Notes from August 2nd, 2024

Testing stacks based on Hadoop 3.3 and Hadoop 3.4.

Pull Requests

Weekly review of open PRs (in chronological order):

  • tdp-collection#852: status of “Refactor kerberos spnego”. PR merged.
  • tdp-collection#855: status of “fix(ranger): add whitespace in order to fix templating”. Might not be relevant anymore since tdp-collection#852 has been merged. It must still be tested.
  • tdp-collection-extras#181: status of “Jupyter refactor”. PR merged.
  • tdp-collection-extras#187: status of “remove unused spark notebooks”. Turned hard coded parameters into variables. PR merged.
  • tdp-collection#862: status of “fix: mysql-connector-java install”. The mysql-connector-java cannot be installed with yum install like the Postgres connector. Therefore, it has been decided to install the connector of the DBMS we are using in the collection TDP prerequisits instead. The PR will delete the installation process in this collection once the PR in the TDP prerequisits collection has been merged.
  • tdp-website#106: status of “feat(reports): 260724 contributors report”. PR merged.

Open topics

There is the same issue in both TDP clusters with stack based on Hadoop-3.1 and Hadoop-3.3 when decommissioning a Yarn nodemanager.
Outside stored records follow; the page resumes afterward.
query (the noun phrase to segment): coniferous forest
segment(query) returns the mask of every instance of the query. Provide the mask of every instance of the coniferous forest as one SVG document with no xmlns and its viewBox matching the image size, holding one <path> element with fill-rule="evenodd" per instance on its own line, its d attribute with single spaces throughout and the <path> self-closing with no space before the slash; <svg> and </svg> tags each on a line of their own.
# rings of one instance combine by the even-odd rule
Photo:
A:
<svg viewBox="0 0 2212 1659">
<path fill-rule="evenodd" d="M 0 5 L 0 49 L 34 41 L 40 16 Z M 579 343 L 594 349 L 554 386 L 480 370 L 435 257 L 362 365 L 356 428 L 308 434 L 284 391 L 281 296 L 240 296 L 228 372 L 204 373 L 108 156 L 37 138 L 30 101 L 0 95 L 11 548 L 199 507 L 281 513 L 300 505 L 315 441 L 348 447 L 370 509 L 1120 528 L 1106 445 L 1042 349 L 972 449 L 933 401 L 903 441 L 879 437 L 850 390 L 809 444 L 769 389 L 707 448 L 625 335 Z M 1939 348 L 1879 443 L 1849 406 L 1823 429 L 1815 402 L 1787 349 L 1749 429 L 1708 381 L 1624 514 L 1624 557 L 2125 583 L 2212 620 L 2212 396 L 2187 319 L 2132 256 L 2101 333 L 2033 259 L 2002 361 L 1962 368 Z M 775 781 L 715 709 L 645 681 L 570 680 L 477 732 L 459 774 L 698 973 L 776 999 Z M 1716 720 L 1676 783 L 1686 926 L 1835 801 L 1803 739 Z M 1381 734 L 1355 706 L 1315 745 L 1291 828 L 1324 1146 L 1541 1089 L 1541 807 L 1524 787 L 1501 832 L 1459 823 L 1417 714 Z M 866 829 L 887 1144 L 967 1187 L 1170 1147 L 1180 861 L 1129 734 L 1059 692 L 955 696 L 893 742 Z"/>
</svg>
In both stacks the active resourcemanager has to be restarted in order to take into account the decommissioning while official documentation states that a simple yarn rmadmin -refreshNodes command is sufficient. The procedure will be tested in a HDP cluster for comparison.

DGFIP will use spark-3.5.1 with the hadoop stack 3.1.1. The livy 0.8.0 of the TDP repositories which is being compiled finally works with spark-3.5.1 and python 3.9.

EDF has issues with Hive 4.0.0 and Kerberos when launching beeline for the stack based on Hadoop-3.6.

Adaltas is testing a stack based on Hadoop-3.4.